La primera idea de Aldo había sido telefonear a su amiga Anna-Maria para pedirle que alojara a Anielka, pero después de pensarlo había preferido ir en persona. Conocía por experiencia a las telefonistas de Venecia: las devoraba permanentemente una insaciable curiosidad y no dudaban en divulgar ciertas noticias cuando eran un poco sabrosas. Más valía no fiarse.

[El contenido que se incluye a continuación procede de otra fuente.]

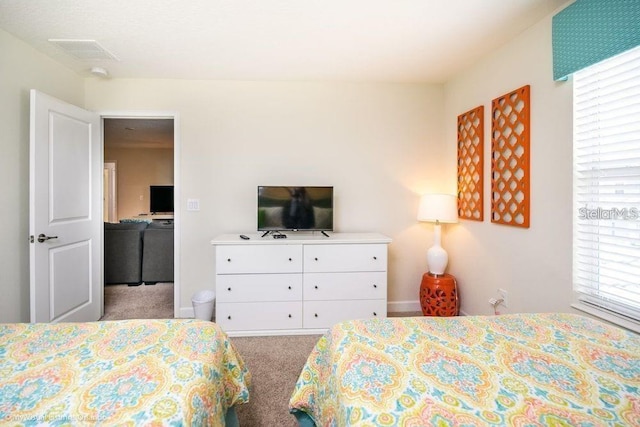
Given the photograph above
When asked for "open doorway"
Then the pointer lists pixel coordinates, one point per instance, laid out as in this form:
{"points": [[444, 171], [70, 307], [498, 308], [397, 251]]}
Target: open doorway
{"points": [[140, 255]]}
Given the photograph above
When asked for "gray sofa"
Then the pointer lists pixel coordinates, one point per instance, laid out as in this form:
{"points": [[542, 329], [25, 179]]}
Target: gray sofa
{"points": [[136, 252], [157, 253]]}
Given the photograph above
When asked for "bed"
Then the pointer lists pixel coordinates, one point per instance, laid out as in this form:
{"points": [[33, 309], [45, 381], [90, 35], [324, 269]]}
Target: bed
{"points": [[518, 370], [134, 372]]}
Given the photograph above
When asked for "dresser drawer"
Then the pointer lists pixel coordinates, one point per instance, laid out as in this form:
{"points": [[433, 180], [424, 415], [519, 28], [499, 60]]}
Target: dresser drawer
{"points": [[338, 286], [324, 314], [238, 259], [258, 287], [254, 316], [352, 257]]}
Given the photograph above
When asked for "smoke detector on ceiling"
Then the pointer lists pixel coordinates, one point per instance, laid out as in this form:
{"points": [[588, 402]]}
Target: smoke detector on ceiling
{"points": [[99, 72]]}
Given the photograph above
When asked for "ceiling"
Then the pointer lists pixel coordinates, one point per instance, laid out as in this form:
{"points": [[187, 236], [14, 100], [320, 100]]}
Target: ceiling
{"points": [[331, 40], [138, 133]]}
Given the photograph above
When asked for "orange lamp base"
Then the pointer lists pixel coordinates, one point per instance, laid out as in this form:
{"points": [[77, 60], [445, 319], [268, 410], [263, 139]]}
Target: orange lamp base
{"points": [[439, 295]]}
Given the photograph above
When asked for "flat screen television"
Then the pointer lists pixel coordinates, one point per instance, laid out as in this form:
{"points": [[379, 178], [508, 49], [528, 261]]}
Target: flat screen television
{"points": [[161, 199], [295, 208]]}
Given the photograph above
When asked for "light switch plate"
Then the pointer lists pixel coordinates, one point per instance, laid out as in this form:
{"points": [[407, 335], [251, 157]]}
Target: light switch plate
{"points": [[193, 204]]}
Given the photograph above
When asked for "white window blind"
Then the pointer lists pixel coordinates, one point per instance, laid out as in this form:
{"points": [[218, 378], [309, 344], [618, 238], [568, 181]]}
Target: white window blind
{"points": [[606, 185]]}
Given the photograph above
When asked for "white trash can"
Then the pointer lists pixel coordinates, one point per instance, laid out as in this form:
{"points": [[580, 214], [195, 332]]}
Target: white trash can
{"points": [[203, 302]]}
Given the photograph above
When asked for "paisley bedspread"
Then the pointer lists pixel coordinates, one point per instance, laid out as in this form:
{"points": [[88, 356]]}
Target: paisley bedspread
{"points": [[516, 370], [134, 372]]}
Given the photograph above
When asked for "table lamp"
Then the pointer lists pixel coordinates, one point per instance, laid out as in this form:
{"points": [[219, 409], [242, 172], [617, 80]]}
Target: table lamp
{"points": [[440, 209]]}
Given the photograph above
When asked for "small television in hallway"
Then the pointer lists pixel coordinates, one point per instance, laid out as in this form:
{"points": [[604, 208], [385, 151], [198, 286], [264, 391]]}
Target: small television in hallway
{"points": [[161, 199]]}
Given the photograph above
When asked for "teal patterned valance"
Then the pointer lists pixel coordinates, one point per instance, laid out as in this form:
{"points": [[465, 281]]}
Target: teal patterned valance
{"points": [[589, 31]]}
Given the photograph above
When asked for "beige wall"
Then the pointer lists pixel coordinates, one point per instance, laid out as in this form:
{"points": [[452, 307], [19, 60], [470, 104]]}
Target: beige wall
{"points": [[21, 69], [533, 265], [377, 144], [136, 170]]}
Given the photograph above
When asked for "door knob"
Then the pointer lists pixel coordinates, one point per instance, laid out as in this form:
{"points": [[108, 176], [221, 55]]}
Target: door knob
{"points": [[43, 238]]}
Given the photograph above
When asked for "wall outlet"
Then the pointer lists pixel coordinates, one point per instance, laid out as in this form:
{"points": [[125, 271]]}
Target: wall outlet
{"points": [[505, 297]]}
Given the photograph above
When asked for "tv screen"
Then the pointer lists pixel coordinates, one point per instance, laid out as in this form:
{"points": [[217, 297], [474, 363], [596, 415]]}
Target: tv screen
{"points": [[295, 208], [161, 199]]}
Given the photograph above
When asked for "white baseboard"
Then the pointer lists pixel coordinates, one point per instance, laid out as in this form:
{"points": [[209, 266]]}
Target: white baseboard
{"points": [[187, 313], [403, 306]]}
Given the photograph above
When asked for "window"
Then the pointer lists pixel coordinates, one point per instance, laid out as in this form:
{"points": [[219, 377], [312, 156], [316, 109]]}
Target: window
{"points": [[606, 188]]}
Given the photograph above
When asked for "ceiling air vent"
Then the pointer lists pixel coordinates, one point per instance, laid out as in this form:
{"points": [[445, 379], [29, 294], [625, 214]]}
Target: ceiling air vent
{"points": [[83, 49]]}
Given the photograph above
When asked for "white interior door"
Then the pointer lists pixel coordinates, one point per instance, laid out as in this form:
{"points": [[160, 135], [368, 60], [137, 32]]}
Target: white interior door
{"points": [[65, 221]]}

Anna-Maria Moretti vivía en una adorable casa rosa, a orillas de un tranquilo rio y dotada de un bonito jardín cuyo fondo llegaba al Gran Canal. Después de la guerra, en la que su marido, médico, había encontrado la muerte, la había convertido en una especie de pensión familiar en la que sólo aceptaba a personas recomendadas que deseaban llevar una vida tranquila. Dado que se trataba de su propia vivienda, convertida por razones económicas en albergue pasajero, la viuda de Giorgio Moretti no quería bajo ningún concepto hospedar a clientes ruidosos o maleducados. Exigía que se comportaran en su casa como si fueran invitados de uno de los palacios de los alrededores.

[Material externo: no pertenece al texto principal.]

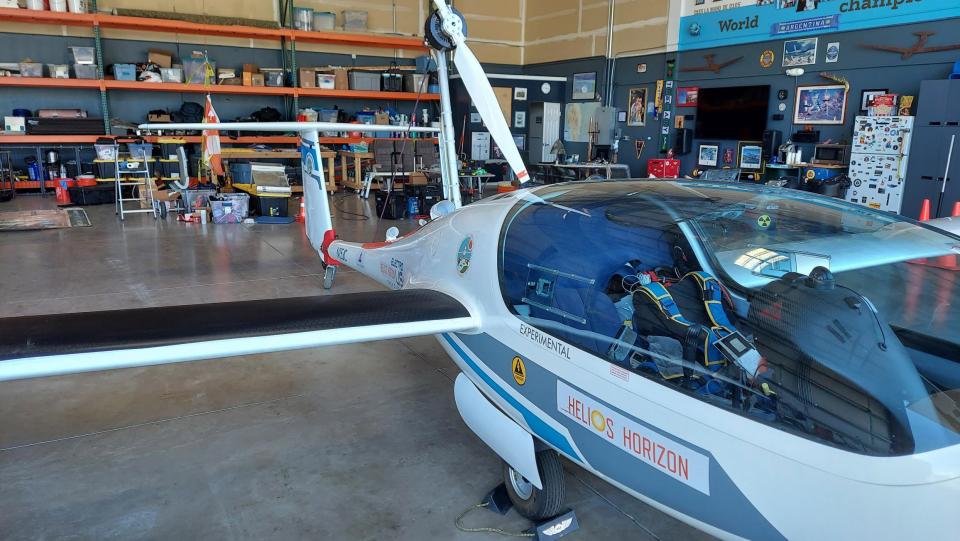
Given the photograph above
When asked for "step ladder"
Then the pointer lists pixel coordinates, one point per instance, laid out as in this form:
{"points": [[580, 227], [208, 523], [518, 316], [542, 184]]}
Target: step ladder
{"points": [[134, 172]]}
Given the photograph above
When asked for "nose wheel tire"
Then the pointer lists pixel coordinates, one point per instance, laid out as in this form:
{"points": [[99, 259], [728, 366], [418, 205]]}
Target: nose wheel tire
{"points": [[531, 502], [329, 274]]}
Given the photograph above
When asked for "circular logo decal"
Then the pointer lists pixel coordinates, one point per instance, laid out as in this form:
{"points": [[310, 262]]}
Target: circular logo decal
{"points": [[464, 254], [519, 371], [767, 57], [598, 421], [833, 52]]}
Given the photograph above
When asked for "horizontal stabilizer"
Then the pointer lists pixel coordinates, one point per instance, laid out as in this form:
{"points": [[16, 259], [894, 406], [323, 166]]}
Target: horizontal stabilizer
{"points": [[50, 345]]}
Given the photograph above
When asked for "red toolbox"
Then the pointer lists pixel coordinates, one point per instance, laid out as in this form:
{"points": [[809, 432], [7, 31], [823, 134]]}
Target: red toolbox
{"points": [[663, 168]]}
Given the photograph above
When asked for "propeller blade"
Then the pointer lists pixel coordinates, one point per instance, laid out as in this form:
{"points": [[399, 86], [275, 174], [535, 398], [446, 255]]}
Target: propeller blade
{"points": [[478, 86]]}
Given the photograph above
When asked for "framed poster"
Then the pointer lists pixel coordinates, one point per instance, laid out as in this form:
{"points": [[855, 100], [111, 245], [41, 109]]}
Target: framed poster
{"points": [[520, 119], [637, 107], [751, 155], [520, 141], [820, 104], [867, 96], [585, 86], [709, 155], [687, 96], [799, 52]]}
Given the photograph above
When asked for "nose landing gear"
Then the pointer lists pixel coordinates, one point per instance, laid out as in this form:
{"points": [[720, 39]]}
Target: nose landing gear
{"points": [[534, 503]]}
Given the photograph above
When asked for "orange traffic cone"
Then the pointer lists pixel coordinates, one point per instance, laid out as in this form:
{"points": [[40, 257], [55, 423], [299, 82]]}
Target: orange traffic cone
{"points": [[302, 217], [925, 210]]}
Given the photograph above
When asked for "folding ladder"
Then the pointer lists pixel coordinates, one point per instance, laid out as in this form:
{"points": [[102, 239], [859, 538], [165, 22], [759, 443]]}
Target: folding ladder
{"points": [[135, 173]]}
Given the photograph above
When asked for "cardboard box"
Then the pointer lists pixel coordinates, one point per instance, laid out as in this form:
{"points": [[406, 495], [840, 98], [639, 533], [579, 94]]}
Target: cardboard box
{"points": [[227, 76], [160, 58], [326, 81], [307, 77], [341, 79], [166, 195], [15, 124]]}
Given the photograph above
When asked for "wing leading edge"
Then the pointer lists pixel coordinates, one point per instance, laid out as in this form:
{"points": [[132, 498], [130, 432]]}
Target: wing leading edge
{"points": [[49, 345]]}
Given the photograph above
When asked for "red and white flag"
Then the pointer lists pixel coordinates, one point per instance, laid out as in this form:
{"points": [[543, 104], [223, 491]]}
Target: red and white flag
{"points": [[211, 140]]}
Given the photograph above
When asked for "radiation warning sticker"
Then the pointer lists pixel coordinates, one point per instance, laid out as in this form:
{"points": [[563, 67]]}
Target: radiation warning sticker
{"points": [[519, 371], [464, 255]]}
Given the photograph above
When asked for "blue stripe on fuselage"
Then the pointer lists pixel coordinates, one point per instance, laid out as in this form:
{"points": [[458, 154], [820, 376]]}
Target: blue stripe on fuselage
{"points": [[540, 429]]}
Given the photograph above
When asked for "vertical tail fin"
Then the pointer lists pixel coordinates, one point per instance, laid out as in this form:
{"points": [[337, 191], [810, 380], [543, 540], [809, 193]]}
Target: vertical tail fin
{"points": [[319, 225]]}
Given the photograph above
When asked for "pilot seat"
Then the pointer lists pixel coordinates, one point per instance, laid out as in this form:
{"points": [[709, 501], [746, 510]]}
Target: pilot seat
{"points": [[691, 311]]}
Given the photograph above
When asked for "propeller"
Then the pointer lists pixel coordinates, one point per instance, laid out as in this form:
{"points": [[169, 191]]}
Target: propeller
{"points": [[477, 85]]}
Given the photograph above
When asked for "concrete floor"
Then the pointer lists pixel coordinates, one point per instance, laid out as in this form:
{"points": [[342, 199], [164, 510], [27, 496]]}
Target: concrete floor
{"points": [[352, 442]]}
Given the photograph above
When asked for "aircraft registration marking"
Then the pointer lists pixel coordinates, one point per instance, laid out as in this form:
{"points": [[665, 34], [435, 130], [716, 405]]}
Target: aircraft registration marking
{"points": [[662, 453]]}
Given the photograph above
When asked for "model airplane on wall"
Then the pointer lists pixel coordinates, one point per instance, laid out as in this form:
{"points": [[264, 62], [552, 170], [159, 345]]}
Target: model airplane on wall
{"points": [[709, 348]]}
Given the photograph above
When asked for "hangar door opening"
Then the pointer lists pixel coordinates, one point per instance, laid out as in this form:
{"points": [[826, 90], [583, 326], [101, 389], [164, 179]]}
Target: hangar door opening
{"points": [[543, 131]]}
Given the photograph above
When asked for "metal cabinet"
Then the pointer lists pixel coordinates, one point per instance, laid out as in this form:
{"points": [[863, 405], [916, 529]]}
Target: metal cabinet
{"points": [[934, 172]]}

Recibió a Aldo con la invariable alegría que siempre despierta un amigo de la infancia. Era hermana del farmacéutico Franco Guardini, en cuya compañía Aldo había pasado de la infancia a la adolescencia y llegado a la madurez sin que nada turbara el buen entendimiento entre ellos. Anna-Maria era más joven que su hermano. Coronada por una abundante cabellera de ese rubio cálido típicamente veneciano, a sus treinta y cinco años pertenecía a la categoría de mujeres de las que, al verlas, se dice: «¡Esto es una mujer guapa!» Los rasgos de su cara y las líneas de su cuerpo evocaban las estatuas griegas, pero le conferían cierta frialdad. Aparente, sin duda alguna, pero que jamás había incitado a Aldo a hacerle la corte. Sus sentimientos hacia ella siempre habían sido fraternos, y era mucho mejor así, pues Anna-Maria era mujer de un solo amor. La desaparición de su esposo había puesto fin a su vida sentimental.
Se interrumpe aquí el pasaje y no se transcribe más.